Load Balancer Scheduling Over Streaming Data in Federated Databases

DOI : 10.17577/IJERTV2IS80460

Download Full-Text PDF Cite this Publication

Text Only Version

Load Balancer Scheduling Over Streaming Data in Federated Databases

A. Sreeja 1 I. V. Sailaxmiharitha 2 N. Bhaskar 3 1M-Tech in CSE, CMRTC, Hyderabad, India, 2M-Tech in CSE, CMRTC, Hyderabad, India,

3Associate Professor CSE, CMRTC, Hyderabad, India,

Abstract

The project includes a streaming data warehouse update problem as a scheduling problem where jobs correspond to the process that load new data into tables and the objective is to minimize data staleness over time. The proposed scheduling framework that handles the complications encountered by a stream warehouse: view hierarchies and priorities, data consistency, inability to pre-empt updates, heterogeneity of update jobs caused by different inter arrival times and data volumes among different sources and transient overload. Update scheduling in streaming data warehouses which combine the features of traditional data warehouses and data stream systems. The need for on-line warehouse refreshment introduces several challenges in the implementation of data warehouse transformations, with respect to their Execution time and their overhead to the warehouse processes. The problem with this approach is that new data may arrive on multiple streams, but there is no mechanism for limiting the number of tables that can be updated simultaneously.

Keywords: Online Scheduling, Data Warehouse, Data Modules, Web Database.

  1. Introduction

    Data mining is the process of analyzing data from different perspectives and summarizing it into useful information that can be used to increase revenue, cuts costs, or both. Data mining software is one of a number of analytical tools for analyzing data. It allows users to analyze data from many different dimensions or angles, categorize it, and summarize the relationships identified. Technically, data mining is the process of finding correlations or patterns among dozens of fields in large relational databases. Traditional data warehouses are updated during downtimes and store layers of complex materialized views over terabytes of

    historical data. On the other hand, Data Stream Management Systems (DSMS) support simple analyses on recently arrived data in real time. Streaming warehouses such as Data Depot combine the features of these two systems by maintaining a unified view of current and historical data. This enables a real-time decision support for business-critical applications that receive streams of append-only data from external sources.

    Applications include:

    • Online stock trading, where recent transactions generated by multiple stock exchanges are compared against historical trends in nearly real time to identify profit opportunities;

    • Credit card or telephone fraud detection, where streams of point-of-sale transactions or call details are collected in nearly real time and compared with past customer behavior;

    • Network data warehouses maintained by Internet Service Providers (ISPs), which collect various system logs and traffic summaries to monitor network performance and detect network attacks.

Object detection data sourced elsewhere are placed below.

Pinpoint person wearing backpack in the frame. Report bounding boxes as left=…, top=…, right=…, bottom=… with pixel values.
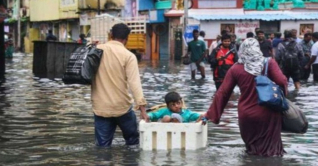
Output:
left=209, top=34, right=238, bottom=89
left=276, top=30, right=304, bottom=89
left=305, top=32, right=318, bottom=82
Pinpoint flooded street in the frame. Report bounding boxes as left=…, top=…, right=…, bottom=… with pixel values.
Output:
left=0, top=54, right=318, bottom=166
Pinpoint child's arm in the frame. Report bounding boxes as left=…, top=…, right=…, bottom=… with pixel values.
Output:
left=148, top=108, right=167, bottom=121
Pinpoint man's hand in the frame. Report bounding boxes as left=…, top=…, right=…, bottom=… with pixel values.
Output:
left=196, top=114, right=208, bottom=125
left=304, top=65, right=309, bottom=69
left=139, top=105, right=149, bottom=122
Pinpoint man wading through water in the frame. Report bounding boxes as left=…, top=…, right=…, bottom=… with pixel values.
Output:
left=185, top=29, right=206, bottom=80
left=92, top=23, right=148, bottom=147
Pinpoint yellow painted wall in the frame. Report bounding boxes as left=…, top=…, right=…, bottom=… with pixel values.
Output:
left=30, top=0, right=60, bottom=22
left=56, top=0, right=79, bottom=19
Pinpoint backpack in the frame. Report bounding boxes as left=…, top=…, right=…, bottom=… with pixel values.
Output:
left=62, top=44, right=103, bottom=85
left=282, top=42, right=300, bottom=71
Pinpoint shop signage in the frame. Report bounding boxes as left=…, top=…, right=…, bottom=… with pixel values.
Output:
left=235, top=22, right=259, bottom=36
left=184, top=25, right=200, bottom=43
left=0, top=5, right=8, bottom=23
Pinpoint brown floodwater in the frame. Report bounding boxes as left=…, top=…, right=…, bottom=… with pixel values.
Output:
left=0, top=54, right=318, bottom=166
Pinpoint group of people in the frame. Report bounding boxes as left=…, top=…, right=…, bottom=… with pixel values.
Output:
left=91, top=23, right=317, bottom=156
left=185, top=28, right=318, bottom=89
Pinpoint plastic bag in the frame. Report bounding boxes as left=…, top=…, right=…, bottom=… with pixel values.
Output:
left=282, top=99, right=308, bottom=133
left=62, top=45, right=103, bottom=85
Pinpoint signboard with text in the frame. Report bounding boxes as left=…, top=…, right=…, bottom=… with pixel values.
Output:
left=235, top=21, right=259, bottom=37
left=184, top=25, right=200, bottom=43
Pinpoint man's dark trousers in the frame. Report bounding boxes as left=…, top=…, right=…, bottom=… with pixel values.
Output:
left=94, top=108, right=139, bottom=147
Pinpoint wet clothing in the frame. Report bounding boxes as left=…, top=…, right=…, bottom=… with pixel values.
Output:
left=91, top=41, right=146, bottom=117
left=272, top=38, right=283, bottom=56
left=311, top=42, right=318, bottom=82
left=94, top=108, right=139, bottom=147
left=46, top=34, right=57, bottom=41
left=206, top=59, right=287, bottom=156
left=77, top=39, right=87, bottom=45
left=312, top=64, right=318, bottom=82
left=300, top=40, right=314, bottom=80
left=188, top=40, right=206, bottom=62
left=148, top=107, right=200, bottom=123
left=275, top=40, right=304, bottom=82
left=209, top=44, right=238, bottom=89
left=259, top=39, right=273, bottom=57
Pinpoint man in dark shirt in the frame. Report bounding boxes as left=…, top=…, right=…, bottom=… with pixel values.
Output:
left=257, top=30, right=273, bottom=57
left=46, top=30, right=57, bottom=41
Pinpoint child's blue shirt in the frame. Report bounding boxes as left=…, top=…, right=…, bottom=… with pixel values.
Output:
left=148, top=107, right=200, bottom=123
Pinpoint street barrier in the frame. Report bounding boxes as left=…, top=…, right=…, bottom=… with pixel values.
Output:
left=139, top=120, right=208, bottom=150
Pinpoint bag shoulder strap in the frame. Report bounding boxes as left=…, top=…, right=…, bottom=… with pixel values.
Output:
left=220, top=50, right=232, bottom=60
left=264, top=58, right=270, bottom=76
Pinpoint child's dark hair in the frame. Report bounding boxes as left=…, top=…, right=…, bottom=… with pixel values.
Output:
left=246, top=32, right=254, bottom=38
left=275, top=32, right=282, bottom=38
left=111, top=23, right=130, bottom=39
left=165, top=92, right=182, bottom=105
left=221, top=34, right=231, bottom=41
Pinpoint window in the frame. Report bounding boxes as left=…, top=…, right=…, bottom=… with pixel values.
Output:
left=198, top=0, right=236, bottom=8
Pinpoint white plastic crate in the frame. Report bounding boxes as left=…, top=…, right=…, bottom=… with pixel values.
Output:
left=139, top=120, right=208, bottom=150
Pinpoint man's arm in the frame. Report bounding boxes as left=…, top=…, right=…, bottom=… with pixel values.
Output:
left=275, top=43, right=284, bottom=64
left=197, top=40, right=207, bottom=63
left=125, top=55, right=149, bottom=121
left=305, top=45, right=318, bottom=69
left=305, top=55, right=317, bottom=69
left=296, top=44, right=305, bottom=62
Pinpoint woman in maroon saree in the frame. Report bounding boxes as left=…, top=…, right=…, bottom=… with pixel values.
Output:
left=205, top=38, right=287, bottom=156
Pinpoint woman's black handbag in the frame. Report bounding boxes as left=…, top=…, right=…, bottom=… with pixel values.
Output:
left=62, top=44, right=103, bottom=85
left=182, top=56, right=191, bottom=65
left=282, top=99, right=308, bottom=133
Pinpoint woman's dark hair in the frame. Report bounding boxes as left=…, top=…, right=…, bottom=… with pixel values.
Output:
left=284, top=30, right=293, bottom=39
left=304, top=33, right=312, bottom=38
left=221, top=29, right=228, bottom=36
left=192, top=29, right=199, bottom=34
left=312, top=32, right=318, bottom=39
left=246, top=32, right=254, bottom=38
left=199, top=31, right=205, bottom=37
left=275, top=32, right=282, bottom=38
left=111, top=23, right=130, bottom=39
left=221, top=34, right=231, bottom=41
left=256, top=30, right=264, bottom=35
left=79, top=33, right=85, bottom=39
left=165, top=92, right=182, bottom=105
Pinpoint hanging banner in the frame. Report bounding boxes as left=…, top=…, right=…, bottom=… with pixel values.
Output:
left=0, top=4, right=8, bottom=23
left=235, top=21, right=259, bottom=38
left=184, top=25, right=200, bottom=43
left=80, top=14, right=90, bottom=25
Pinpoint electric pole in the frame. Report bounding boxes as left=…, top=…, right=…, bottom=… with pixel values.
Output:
left=97, top=0, right=100, bottom=15
left=16, top=0, right=21, bottom=50
left=183, top=0, right=189, bottom=33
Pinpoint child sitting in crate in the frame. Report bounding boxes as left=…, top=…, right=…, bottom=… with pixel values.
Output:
left=148, top=92, right=203, bottom=123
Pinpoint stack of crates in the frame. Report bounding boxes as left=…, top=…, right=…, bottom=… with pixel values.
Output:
left=139, top=120, right=208, bottom=150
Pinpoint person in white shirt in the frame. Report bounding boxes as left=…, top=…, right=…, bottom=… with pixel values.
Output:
left=209, top=35, right=221, bottom=55
left=198, top=31, right=208, bottom=58
left=305, top=32, right=318, bottom=82
left=291, top=29, right=302, bottom=43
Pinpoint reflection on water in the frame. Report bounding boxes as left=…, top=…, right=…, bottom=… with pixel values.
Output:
left=0, top=54, right=318, bottom=166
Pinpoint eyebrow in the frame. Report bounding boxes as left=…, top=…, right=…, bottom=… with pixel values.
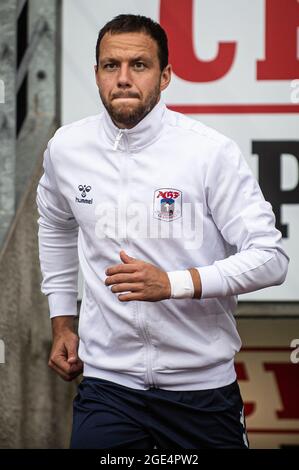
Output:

      A load balancer can be used to increase the capacity of a server farm beyond that of a single server. It can also allow the service to continue even in the face of server down time due to server failure or server maintenance. A load balancer consists of a virtual server which, in turn, consists of an IP Address and port. This virtual server is bound to a number of physical services running on the physical servers in a server farm. A client sends a request to the virtual server, which in turn selects a physical server in the server farm and directs this request to the selected physical server. Load balancers are sometimes referred to as "directors"; while originally a marketing name chosen by various companies, it also reflects the load balancer's role in managing connections between clients and servers. We then propose a scheduling framework that handles the complications encountered by a stream warehouse: view hierarchies and priorities, data consistency,

      inability to pre-empt updates, heterogeneity of update jobs caused by different inter-arrival times and data volumes among different sources, and transient overload.

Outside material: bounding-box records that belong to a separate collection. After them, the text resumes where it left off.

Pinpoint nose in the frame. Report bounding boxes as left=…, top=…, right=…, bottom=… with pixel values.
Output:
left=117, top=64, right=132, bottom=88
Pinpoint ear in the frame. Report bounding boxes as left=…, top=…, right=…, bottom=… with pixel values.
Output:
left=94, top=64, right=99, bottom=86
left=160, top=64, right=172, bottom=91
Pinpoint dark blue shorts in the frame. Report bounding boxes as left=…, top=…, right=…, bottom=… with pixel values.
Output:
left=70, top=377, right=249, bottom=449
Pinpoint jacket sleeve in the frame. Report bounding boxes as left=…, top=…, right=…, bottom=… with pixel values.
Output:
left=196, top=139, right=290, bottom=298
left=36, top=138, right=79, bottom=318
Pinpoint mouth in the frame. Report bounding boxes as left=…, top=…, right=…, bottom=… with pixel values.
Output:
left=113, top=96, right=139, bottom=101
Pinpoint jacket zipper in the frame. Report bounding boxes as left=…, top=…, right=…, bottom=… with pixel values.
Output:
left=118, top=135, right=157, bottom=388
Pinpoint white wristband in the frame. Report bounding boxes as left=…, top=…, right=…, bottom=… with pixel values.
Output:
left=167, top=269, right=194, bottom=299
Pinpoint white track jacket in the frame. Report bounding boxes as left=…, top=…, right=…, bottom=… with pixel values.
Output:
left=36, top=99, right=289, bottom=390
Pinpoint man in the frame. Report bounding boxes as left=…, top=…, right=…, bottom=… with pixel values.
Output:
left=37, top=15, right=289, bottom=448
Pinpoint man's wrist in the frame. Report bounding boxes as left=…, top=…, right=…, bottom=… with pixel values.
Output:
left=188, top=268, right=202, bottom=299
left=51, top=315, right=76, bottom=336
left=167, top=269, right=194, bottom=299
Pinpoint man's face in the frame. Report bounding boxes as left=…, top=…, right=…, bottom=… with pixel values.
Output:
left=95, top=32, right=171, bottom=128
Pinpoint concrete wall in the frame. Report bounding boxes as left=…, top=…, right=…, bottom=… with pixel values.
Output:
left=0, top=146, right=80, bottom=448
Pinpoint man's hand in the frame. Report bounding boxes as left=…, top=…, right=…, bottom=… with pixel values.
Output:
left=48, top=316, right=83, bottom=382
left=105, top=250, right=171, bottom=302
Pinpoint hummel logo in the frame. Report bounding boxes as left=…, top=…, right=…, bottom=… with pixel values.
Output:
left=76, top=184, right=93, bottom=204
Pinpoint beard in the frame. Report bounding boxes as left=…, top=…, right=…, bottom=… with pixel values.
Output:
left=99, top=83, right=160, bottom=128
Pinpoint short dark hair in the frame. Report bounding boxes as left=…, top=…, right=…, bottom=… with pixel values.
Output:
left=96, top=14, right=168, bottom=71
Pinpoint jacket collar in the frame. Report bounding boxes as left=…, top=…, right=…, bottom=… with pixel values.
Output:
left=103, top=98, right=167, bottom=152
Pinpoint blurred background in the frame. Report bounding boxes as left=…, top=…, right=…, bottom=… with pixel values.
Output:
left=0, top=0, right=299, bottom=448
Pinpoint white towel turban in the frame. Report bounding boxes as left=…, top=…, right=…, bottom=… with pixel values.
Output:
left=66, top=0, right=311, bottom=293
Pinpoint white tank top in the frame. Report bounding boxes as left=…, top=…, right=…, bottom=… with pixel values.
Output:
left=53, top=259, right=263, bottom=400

      The goal of a streaming warehouse is to propagate new data across all the relevant tables and views as quickly as possible. Once new data are loaded, the applications and triggers defined on the warehouse can take immediate action. This allows businesses to make decisions in nearly real time, which may lead to increased profits, improved customer satisfaction, and prevention of serious problems that could develop if no action was taken. Recent work on streaming warehouses has focused on speeding up the Extract- Transform-Load (ETL) process.

  2. Extract Transform Load:

    The term ETL which stands for extract, transform, and load is a three-stage process in database usage and data warehousing. It enables integration and analysis of the data stored in different databases and heterogeneous formats. After it is collected from multiple sources (extraction), the data is reformatted and cleansed for operational needs (transformation). Finally, it is loaded into a target database, data warehouse or a data mart to be analyzed. Most of numerous extraction and transformation tools also enable loading of the data into the end target. Except for data warehousing and business intelligence, ETL Tools can also be used to move data from one operational system to another.

      1. Extraction.

        The extraction step is conceptually the simplest task of all, with the goal of identifying the correct subset of source data that has to be submitted to the ETL workflow for further processing. As with the rest of the ETL process, extraction also takes place at idle times of the source system – typically at night. Practically, the task is of considerable difficulty, due to two technical constraints:

        • The source must suffer minimum overhead during the extraction, since other administrative activities also take place during that period, and,

        • Both for technical and political reasons, administrators are quite reluctant to accept major interventions to their system's configuration; therefore, there must be minimum interference with the software configuration at the source side.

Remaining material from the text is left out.